Flies pause while 200 neurons help with tough decisions

Just like us, fruit flies dwell on difficult decisions, according to a study published in the journal Science.

They spend more time choosing between a strong and a weak smell if the difference is small.

The research links this deliberation to a particular gene, FoxP, and the activity of fewer than 200 neurons.

Mutations in FoxP, also associated with cognition and language in humans, made flies' decisions even slower without affecting which choice they made.

Gathering information before committing to a decision is a hallmark of intelligence. If the information is unclear, the choice is trickier and the decision takes more time.

We do it, other primates do it, even rats and mice do it - but now it seems that flies do too.

"This is the clearest evidence yet of a cognitive process running in a very simple brain," said Prof Gero Miesenböck, whose team did the work at the University of Oxford's Centre for Circuits and Behaviour.

"People tended to think of insects as tiny robots that just respond reflexively to signals from the environment. Now we know that's not true."

After training fruit flies to avoid a new smell at a specific intensity, the researchers offered them a choice between that dangerous odour level and a weaker one. The flies did well when the safe option was four or five times weaker, but chose randomly if the difference was only 10%.

Crucially, as the differences became smaller and trickier to distinguish, the flies took more and more time to make a decision, waiting much longer in an intermediate zone between the two odour levels.

This is a pattern that psychologists have studied for many decades. "The same mathematical models that describe human decision-making also capture the flies' behaviour perfectly," Prof Miesenböck told BBC News. "That's remarkable."

It suggests that the fly's brain is gradually accumulating evidence until it has enough to make a choice with confidence.

Next, the researchers looked for mutant strains of fruit fly that showed differences in this decision-making pattern. A mutation in the gene FoxP fits the bill perfectly: these flies were even slower to make up their minds, but they continued to make just as many correct choices.

The team traced the effect of FoxP to about 200 neurons, 0.1% of the fly's total brain-cell count, and all within the "mushroom bodies" - a pair of brain compartments already known to be important for learning. Making other disruptive changes to these same 200 neurons produced a similar effect.

It all points to a circuit of brain cells that support decision-making by amassing relevant information. The genetic changes might effect the accumulation or the storage of that information.

"Before a decision is made, brain circuits collect information like a bucket collects water," said Dr Shamik DasGupta, the study's lead author. "Once the amount of accumulated information has risen to a certain level, the decision is triggered. When FoxP is defective, either the flow of information into the bucket is reduced to a trickle, or the bucket has sprung a leak."

Prof Matthew Cobb from the University of Manchester, who was not involved with the study, says the experiments are impressive and is not surprised they took the Oxford team five years. "The data are incredibly solid," he told the BBC.
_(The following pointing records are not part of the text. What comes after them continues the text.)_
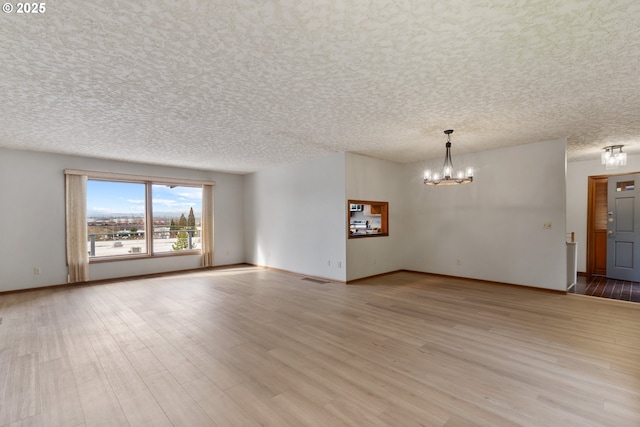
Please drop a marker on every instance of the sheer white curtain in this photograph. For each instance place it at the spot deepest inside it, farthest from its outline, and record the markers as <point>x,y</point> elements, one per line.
<point>207,225</point>
<point>76,214</point>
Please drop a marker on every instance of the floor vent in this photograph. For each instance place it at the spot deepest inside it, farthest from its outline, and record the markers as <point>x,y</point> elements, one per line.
<point>310,279</point>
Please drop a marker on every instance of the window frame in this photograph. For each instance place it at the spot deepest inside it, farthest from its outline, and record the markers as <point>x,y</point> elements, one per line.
<point>149,182</point>
<point>382,212</point>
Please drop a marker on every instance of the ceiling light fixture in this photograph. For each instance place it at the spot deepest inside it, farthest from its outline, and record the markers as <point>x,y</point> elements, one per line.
<point>447,177</point>
<point>614,157</point>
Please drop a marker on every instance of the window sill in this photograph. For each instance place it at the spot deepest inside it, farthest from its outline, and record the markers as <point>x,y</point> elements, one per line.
<point>117,258</point>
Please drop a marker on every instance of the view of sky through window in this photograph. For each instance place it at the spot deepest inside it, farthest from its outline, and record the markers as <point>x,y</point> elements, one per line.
<point>117,198</point>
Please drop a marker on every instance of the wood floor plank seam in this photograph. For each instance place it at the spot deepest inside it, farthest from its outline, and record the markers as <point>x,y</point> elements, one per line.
<point>249,346</point>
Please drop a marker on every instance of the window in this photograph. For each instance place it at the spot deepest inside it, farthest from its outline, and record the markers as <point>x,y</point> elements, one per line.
<point>367,219</point>
<point>177,218</point>
<point>116,218</point>
<point>132,217</point>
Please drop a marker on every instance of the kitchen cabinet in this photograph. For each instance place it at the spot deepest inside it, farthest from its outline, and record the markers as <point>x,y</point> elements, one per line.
<point>371,221</point>
<point>372,210</point>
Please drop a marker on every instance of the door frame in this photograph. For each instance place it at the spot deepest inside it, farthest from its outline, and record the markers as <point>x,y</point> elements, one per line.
<point>591,204</point>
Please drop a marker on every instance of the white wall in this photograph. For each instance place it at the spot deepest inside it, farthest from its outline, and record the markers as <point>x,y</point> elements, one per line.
<point>33,222</point>
<point>494,225</point>
<point>379,181</point>
<point>577,197</point>
<point>295,217</point>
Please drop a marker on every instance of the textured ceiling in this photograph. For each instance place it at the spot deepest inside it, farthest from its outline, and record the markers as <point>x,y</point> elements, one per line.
<point>245,85</point>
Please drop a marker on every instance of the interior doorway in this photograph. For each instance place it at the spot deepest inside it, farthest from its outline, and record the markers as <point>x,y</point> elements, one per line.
<point>597,226</point>
<point>607,223</point>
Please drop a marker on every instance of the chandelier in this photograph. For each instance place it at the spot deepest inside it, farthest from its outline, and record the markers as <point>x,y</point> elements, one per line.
<point>447,176</point>
<point>614,157</point>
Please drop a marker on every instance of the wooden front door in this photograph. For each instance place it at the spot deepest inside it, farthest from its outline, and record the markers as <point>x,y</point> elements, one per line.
<point>597,226</point>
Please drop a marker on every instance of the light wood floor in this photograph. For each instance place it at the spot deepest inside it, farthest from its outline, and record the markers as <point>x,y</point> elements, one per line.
<point>247,346</point>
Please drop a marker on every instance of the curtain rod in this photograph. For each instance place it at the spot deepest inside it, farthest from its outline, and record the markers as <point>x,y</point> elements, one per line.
<point>125,177</point>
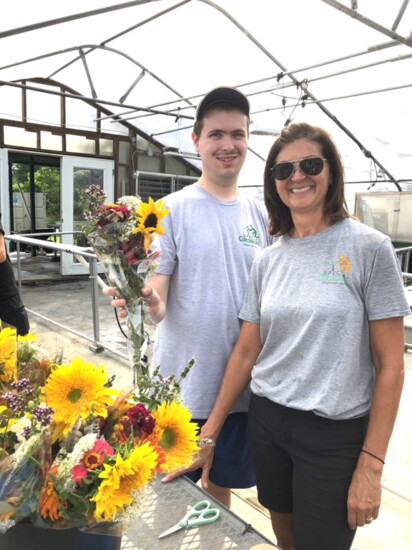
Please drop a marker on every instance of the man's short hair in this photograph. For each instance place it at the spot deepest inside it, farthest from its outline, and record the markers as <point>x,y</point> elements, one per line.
<point>222,95</point>
<point>225,98</point>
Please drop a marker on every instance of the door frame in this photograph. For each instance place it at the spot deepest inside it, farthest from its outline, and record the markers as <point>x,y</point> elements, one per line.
<point>68,265</point>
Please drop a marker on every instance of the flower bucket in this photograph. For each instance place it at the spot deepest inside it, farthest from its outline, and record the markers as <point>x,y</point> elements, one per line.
<point>25,536</point>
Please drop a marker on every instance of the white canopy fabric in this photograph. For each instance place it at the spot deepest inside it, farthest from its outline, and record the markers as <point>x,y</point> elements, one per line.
<point>345,66</point>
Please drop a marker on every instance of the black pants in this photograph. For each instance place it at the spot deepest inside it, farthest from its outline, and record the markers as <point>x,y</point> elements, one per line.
<point>13,312</point>
<point>304,465</point>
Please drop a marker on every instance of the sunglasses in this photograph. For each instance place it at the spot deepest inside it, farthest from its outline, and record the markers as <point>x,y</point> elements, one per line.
<point>311,166</point>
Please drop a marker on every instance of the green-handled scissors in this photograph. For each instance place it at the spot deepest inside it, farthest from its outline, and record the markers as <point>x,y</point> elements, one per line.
<point>200,514</point>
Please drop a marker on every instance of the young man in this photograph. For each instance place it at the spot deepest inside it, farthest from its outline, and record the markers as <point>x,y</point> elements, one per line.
<point>212,234</point>
<point>12,310</point>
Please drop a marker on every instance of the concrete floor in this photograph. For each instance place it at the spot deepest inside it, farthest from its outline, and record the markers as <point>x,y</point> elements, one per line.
<point>69,303</point>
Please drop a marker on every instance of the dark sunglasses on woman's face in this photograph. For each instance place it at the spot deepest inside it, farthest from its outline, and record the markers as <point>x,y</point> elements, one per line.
<point>311,166</point>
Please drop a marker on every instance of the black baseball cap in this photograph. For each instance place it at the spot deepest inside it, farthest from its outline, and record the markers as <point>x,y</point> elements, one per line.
<point>226,95</point>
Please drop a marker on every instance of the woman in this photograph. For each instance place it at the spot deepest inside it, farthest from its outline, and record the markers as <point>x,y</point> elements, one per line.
<point>322,343</point>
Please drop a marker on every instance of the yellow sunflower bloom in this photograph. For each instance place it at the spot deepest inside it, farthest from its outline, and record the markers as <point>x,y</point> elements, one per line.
<point>150,215</point>
<point>74,391</point>
<point>176,434</point>
<point>122,479</point>
<point>8,355</point>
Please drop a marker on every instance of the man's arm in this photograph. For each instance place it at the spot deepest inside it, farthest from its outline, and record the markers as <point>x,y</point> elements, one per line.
<point>155,293</point>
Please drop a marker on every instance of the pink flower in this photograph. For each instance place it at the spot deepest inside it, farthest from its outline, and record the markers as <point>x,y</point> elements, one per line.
<point>141,419</point>
<point>91,460</point>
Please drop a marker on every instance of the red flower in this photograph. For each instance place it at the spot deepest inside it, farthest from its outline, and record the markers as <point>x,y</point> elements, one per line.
<point>141,419</point>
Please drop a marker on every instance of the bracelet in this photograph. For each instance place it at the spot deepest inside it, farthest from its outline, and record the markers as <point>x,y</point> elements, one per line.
<point>206,441</point>
<point>372,455</point>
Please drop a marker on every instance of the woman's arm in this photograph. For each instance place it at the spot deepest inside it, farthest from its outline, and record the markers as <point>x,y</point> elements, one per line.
<point>387,346</point>
<point>3,254</point>
<point>237,377</point>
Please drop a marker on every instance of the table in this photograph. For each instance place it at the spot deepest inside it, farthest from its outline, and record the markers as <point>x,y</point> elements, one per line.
<point>168,503</point>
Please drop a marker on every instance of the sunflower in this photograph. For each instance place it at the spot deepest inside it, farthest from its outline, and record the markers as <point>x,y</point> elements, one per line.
<point>176,434</point>
<point>76,390</point>
<point>150,215</point>
<point>49,502</point>
<point>8,355</point>
<point>122,479</point>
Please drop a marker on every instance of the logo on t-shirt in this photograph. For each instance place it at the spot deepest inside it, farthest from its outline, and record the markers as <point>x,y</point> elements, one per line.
<point>250,237</point>
<point>338,273</point>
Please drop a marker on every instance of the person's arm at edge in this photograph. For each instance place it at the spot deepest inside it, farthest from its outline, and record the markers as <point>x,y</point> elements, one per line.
<point>155,293</point>
<point>3,254</point>
<point>387,345</point>
<point>237,376</point>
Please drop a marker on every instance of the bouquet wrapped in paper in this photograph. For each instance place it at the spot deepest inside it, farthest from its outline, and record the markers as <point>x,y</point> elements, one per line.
<point>121,236</point>
<point>75,451</point>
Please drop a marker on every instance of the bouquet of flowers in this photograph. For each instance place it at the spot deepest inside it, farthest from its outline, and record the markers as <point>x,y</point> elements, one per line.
<point>75,451</point>
<point>121,236</point>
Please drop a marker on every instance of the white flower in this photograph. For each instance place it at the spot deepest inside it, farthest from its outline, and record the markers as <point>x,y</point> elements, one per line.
<point>130,202</point>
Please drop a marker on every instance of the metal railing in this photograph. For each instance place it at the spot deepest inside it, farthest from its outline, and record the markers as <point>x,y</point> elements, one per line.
<point>88,260</point>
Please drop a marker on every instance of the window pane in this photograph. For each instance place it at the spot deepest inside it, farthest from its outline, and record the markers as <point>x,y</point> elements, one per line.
<point>80,115</point>
<point>19,137</point>
<point>80,144</point>
<point>10,101</point>
<point>50,141</point>
<point>106,147</point>
<point>43,108</point>
<point>124,152</point>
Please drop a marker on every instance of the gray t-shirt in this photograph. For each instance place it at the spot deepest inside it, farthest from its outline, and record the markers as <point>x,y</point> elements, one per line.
<point>208,248</point>
<point>313,298</point>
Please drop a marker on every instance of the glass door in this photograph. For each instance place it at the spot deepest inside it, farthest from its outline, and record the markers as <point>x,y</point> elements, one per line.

Humans have four different genes that are related to FoxP and one of them in particular, FOXP2, has previously been linked with language and cognitive development.

One of the scientists who discovered FOXP2 was Prof Simon Fisher, now working in the Netherlands at the Max Planck Institute for Psycholinguistics. He told BBC News the latest findings were exciting and contribute to a "fascinating picture" of the gene and its history.

Prof Fisher explained that work like this in other species suggested the role of FOXP2 in humans is "built on ancient functions", relating to the wiring of neural circuits and how they change as we learn.

"It turns out that this is a gene that has been around for a really long time in evolutionary history, doing interesting things in the brain," he said.